Das Land hatte 2009 mit weiteren Untersuchungen auf das Gutachten reagiert und dem Tiefbahnhof eine "ausreichende Dimensionierung" bescheinigt. Für alle Verbindungen ergäben sich kürzere Fahrzeiten.

"Wir würden nicht für nur zwei ICE pro Stunde bauen"

Berthold Frieß von Bund für Umwelt und Naturschutz sowie Sabine Lacher für Pro Bahn und Klaus Arnoldi vom Verkehrsclub Deutschland zogen am Dienstag einen andern Schluss. Da sich die Neubaupläne seit 2008 nicht verändert hätten, die Probleme sich aber aus der Infrastruktur ergäben, gebe es weiterhin Probleme. Dazu zählten Fahrzeitverlängerungen beim ICE nach Zürich, wegen belegter Gleise lange Haltezeiten im Bahnhof, und nur Platz für zwei Fernzüge pro Stunde nach Ulm. Sie fordern die sofortige Einstellung der Bauarbeiten für Stuttgart 21. Die Grünen im Landtag schlossen sich an und wollen eine Stellungnahme der Regierung. Die neue Kostenprognose ist für die Projektgegner nicht nachvollziehbar. Vergleiche man sie mit Nürnberg-Ingolstadt, müsste Wendlingen-Ulm über vier Milliarden Euro kosten, so Frieß.

Bahn-Chef Grube erklärte am Abend, er kenne das SMA-Gutachten nicht. "Wir würden nicht für nur zwei ICE pro Stunde bauen, dann müsste ich empfehlen, das Projekt zu beenden", sagte Grube. Verkehrsministerin Tanja Gönner, CDU, erklärte, sie gehe davon aus, "dass einige der Dinge, die im Gutachten angesprochen werden, verbessert worden sind".

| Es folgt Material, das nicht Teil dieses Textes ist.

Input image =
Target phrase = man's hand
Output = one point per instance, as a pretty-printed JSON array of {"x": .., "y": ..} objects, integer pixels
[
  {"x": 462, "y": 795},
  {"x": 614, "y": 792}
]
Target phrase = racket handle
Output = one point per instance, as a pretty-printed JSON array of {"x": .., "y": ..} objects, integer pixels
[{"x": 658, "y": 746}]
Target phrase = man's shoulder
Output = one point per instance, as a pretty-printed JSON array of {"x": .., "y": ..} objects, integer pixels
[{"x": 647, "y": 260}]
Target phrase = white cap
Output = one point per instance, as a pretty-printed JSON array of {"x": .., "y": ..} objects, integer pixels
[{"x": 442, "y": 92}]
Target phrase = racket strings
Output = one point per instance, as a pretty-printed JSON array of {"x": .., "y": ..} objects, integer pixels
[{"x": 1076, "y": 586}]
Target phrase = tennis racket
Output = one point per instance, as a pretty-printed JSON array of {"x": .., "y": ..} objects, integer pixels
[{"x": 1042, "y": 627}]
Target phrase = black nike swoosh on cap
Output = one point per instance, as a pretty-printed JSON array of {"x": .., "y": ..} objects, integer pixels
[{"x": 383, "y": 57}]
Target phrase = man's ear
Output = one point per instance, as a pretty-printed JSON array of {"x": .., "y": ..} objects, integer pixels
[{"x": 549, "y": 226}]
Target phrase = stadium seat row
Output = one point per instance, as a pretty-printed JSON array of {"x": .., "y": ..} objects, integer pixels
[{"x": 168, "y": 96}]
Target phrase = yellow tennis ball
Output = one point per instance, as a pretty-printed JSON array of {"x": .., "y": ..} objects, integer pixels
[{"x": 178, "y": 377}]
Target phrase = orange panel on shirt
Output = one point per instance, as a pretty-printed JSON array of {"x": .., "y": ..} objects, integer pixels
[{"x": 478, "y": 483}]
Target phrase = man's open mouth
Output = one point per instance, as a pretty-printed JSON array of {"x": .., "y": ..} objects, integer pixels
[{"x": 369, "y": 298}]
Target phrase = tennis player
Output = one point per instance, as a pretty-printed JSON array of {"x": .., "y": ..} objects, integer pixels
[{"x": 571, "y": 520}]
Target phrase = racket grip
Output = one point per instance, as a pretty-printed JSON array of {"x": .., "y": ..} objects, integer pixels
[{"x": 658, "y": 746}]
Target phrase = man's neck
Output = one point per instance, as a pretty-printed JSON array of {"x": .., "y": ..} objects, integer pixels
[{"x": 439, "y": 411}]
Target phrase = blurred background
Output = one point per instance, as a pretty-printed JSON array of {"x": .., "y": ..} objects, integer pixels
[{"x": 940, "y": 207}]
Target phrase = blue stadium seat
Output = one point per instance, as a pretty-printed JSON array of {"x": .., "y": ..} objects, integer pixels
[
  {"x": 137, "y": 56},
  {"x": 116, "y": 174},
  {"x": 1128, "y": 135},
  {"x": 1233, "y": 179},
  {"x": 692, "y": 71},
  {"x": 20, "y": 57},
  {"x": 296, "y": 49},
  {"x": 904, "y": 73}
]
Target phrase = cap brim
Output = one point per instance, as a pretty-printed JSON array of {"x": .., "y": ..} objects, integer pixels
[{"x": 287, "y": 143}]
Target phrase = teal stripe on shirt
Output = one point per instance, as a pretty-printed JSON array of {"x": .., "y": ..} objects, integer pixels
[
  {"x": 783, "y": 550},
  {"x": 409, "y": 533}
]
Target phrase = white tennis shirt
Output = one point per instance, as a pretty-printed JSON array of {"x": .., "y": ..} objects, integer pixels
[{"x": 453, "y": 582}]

Die Bahn will im August wie angekündigt den Nordflügel des alten Hauptbahnhofs abreißen. Das werden den Widerstand nicht brechen, sagt der Grünen-Bundestagsabgeordnete Winfried Hermann, der ein eigenes Kostengutachten für September ankündigt. Der Architektur-Professor Roland Ostertag erinnerte daran, dass 50 international renommierte Architekten einen Protest gegen die "Verstümmelung des Hauptbahnhofs" unterzeichnet hätten.

Der Technikausschuss des Gemeinderates wurde am Dienstag über Änderungen am Tiefbahnhof informiert: Eingänge werden bis zu 3,40 Meter niedriger und 14 Meter schmäler. Auf die Bahnsteige führen zwei statt einer Treppe, der Abstand zur Bahnsteigkante wächst von 2,05 auf 2,86 Meter.